Les États-Unis ont été frappés par « un tsunami », mentionne M. Barbeau, notamment en raison d’une polarisation politique entourant les enjeux de santé publique et d’une moins grande adhésion aux mesures sanitaires dans certains États.

« Ce fut une grosse grande vague qui s’est estompée, mais qui soudainement reprend parce que ce sont les gens non vaccinés qui sont les plus infectés », indique le virologue.

Meilleur contrôle

Étant maintenant beaucoup mieux outillé pour affronter le virus, il serait « très improbable » que le Québec connaisse des niveaux de décès similaires à ceux des première et deuxième vagues, soutient le Dr De Serres.

La couverture vaccinale atteignant plus de 95 % chez les personnes les plus vulnérables et des mesures sanitaires toujours en place permettent au Québec de mieux s’en sortir.

« Notre capacité d’éviter les décès est bien meilleure. Les soins se sont améliorés, il y a des choses qu’on sait maintenant sur comment traiter des personnes souffrant de la COVID sérieuse qui mène à l’hospitalisation. Donc, il y a eu des diminutions des taux de létalité », ajoute le médecin-épidémiologiste.

Des inconnus demeurent toutefois concernant la transformation du virus, indique M. Barbeau. Selon lui, les scénarios sont multiples quant aux propriétés de futurs variants.
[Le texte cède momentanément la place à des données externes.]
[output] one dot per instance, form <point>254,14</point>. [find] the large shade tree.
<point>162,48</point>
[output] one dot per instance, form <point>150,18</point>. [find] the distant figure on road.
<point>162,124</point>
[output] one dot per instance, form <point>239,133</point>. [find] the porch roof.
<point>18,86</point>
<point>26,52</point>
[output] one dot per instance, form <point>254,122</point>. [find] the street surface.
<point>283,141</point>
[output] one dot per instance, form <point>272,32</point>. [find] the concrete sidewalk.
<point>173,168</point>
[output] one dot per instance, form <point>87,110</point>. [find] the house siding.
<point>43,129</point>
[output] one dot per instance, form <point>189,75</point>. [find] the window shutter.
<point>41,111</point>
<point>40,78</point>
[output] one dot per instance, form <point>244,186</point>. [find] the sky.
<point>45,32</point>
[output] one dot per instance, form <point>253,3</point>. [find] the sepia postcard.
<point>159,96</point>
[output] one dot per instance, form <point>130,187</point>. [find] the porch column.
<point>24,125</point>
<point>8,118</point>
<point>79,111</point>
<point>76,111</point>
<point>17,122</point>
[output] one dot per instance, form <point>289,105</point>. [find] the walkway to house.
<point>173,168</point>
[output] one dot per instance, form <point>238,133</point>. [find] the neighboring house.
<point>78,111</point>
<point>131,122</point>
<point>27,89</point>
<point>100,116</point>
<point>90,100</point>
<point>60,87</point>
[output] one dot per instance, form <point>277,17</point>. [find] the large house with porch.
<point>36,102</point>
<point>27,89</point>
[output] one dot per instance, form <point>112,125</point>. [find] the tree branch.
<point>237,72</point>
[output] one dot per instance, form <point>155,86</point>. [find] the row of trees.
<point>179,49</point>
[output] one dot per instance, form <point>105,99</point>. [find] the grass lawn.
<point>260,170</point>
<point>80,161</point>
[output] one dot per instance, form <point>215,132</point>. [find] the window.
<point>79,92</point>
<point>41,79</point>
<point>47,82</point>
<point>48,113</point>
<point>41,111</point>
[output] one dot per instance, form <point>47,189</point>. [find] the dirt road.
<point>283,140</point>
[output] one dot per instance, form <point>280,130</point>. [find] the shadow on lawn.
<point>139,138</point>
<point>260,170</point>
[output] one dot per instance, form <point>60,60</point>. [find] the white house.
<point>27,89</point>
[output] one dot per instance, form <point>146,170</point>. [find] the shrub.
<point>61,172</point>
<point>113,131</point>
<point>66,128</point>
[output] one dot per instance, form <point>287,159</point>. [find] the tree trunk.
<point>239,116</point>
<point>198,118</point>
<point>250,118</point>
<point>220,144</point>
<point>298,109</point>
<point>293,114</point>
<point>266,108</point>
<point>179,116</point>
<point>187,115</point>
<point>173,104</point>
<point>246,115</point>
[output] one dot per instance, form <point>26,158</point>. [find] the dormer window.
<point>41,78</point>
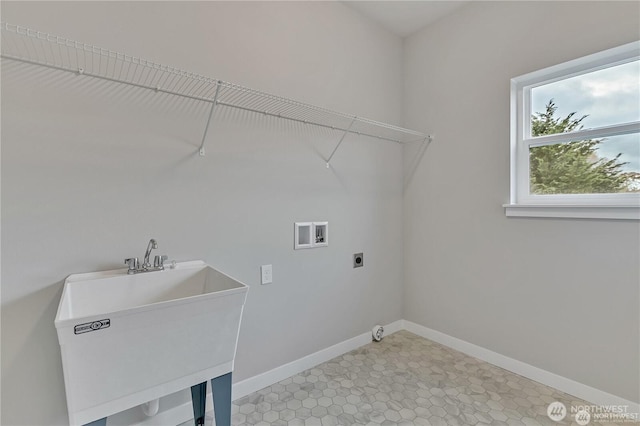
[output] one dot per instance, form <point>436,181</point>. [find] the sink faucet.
<point>158,261</point>
<point>152,245</point>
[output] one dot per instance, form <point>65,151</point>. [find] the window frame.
<point>522,203</point>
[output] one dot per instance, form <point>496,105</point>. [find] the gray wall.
<point>561,295</point>
<point>91,171</point>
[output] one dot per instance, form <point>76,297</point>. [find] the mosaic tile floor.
<point>402,380</point>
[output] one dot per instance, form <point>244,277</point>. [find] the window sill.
<point>573,211</point>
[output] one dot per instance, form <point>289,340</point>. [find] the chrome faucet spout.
<point>152,245</point>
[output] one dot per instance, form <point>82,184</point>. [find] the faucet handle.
<point>132,263</point>
<point>158,261</point>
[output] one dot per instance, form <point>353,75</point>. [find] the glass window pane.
<point>605,97</point>
<point>607,165</point>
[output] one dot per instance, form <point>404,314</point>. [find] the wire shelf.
<point>39,48</point>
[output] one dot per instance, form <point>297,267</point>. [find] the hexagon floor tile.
<point>403,380</point>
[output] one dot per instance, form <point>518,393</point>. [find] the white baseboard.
<point>182,413</point>
<point>245,387</point>
<point>582,391</point>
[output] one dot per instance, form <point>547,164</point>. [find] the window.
<point>575,138</point>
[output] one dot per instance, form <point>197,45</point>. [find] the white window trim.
<point>598,206</point>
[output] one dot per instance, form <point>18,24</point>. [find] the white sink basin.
<point>128,339</point>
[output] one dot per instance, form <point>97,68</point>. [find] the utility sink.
<point>129,339</point>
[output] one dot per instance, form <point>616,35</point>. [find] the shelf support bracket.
<point>341,139</point>
<point>206,129</point>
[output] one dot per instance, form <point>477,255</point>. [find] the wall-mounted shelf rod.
<point>58,53</point>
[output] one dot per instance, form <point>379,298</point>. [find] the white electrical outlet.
<point>267,274</point>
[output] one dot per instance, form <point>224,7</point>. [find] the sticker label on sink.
<point>92,326</point>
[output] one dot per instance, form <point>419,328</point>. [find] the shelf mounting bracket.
<point>341,139</point>
<point>213,106</point>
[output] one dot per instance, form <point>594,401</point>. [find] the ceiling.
<point>405,17</point>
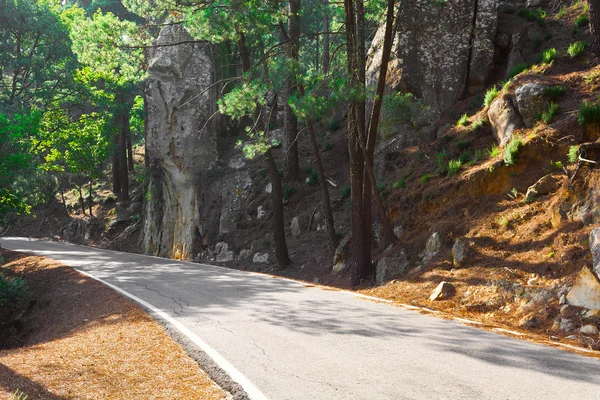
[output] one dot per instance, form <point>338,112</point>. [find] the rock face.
<point>440,50</point>
<point>180,144</point>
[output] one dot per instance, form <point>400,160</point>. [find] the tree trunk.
<point>281,252</point>
<point>291,168</point>
<point>594,11</point>
<point>325,36</point>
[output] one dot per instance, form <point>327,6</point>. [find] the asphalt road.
<point>287,340</point>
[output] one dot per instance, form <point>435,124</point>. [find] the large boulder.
<point>504,118</point>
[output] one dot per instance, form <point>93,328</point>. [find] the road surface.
<point>287,340</point>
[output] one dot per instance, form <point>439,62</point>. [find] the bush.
<point>490,95</point>
<point>575,49</point>
<point>454,166</point>
<point>554,92</point>
<point>511,152</point>
<point>573,154</point>
<point>517,69</point>
<point>548,115</point>
<point>589,113</point>
<point>463,121</point>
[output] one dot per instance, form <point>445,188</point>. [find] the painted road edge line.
<point>251,390</point>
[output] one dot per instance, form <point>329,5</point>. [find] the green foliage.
<point>454,166</point>
<point>346,191</point>
<point>573,154</point>
<point>576,49</point>
<point>511,151</point>
<point>554,92</point>
<point>548,115</point>
<point>463,120</point>
<point>400,184</point>
<point>589,113</point>
<point>490,95</point>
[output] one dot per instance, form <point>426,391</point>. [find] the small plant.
<point>581,21</point>
<point>554,92</point>
<point>573,154</point>
<point>589,113</point>
<point>494,151</point>
<point>490,95</point>
<point>517,69</point>
<point>346,192</point>
<point>454,166</point>
<point>477,124</point>
<point>463,121</point>
<point>400,184</point>
<point>548,115</point>
<point>511,152</point>
<point>575,49</point>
« En ce moment, on observe que les changements sont relativement aux mêmes endroits sur le spicule, ce qui peut nous réconforter qu’il y a possiblement certaines limites de ce que le virus peut faire, précise-t-il. Mais, on est au début de voir ce que le virus peut se permettre devant une population hautement vaccinée. »

Santé-Québec a rapporté cinq nouveaux décès liés à la COVID-19, portant le bilan des victimes à 11 354. Des 31 personnes admises à l’hôpital, 25 n’étaient pas adéquatement vaccinés. Les six personnes nouvellement admises aux soins intensifs ne l’étaient pas non plus.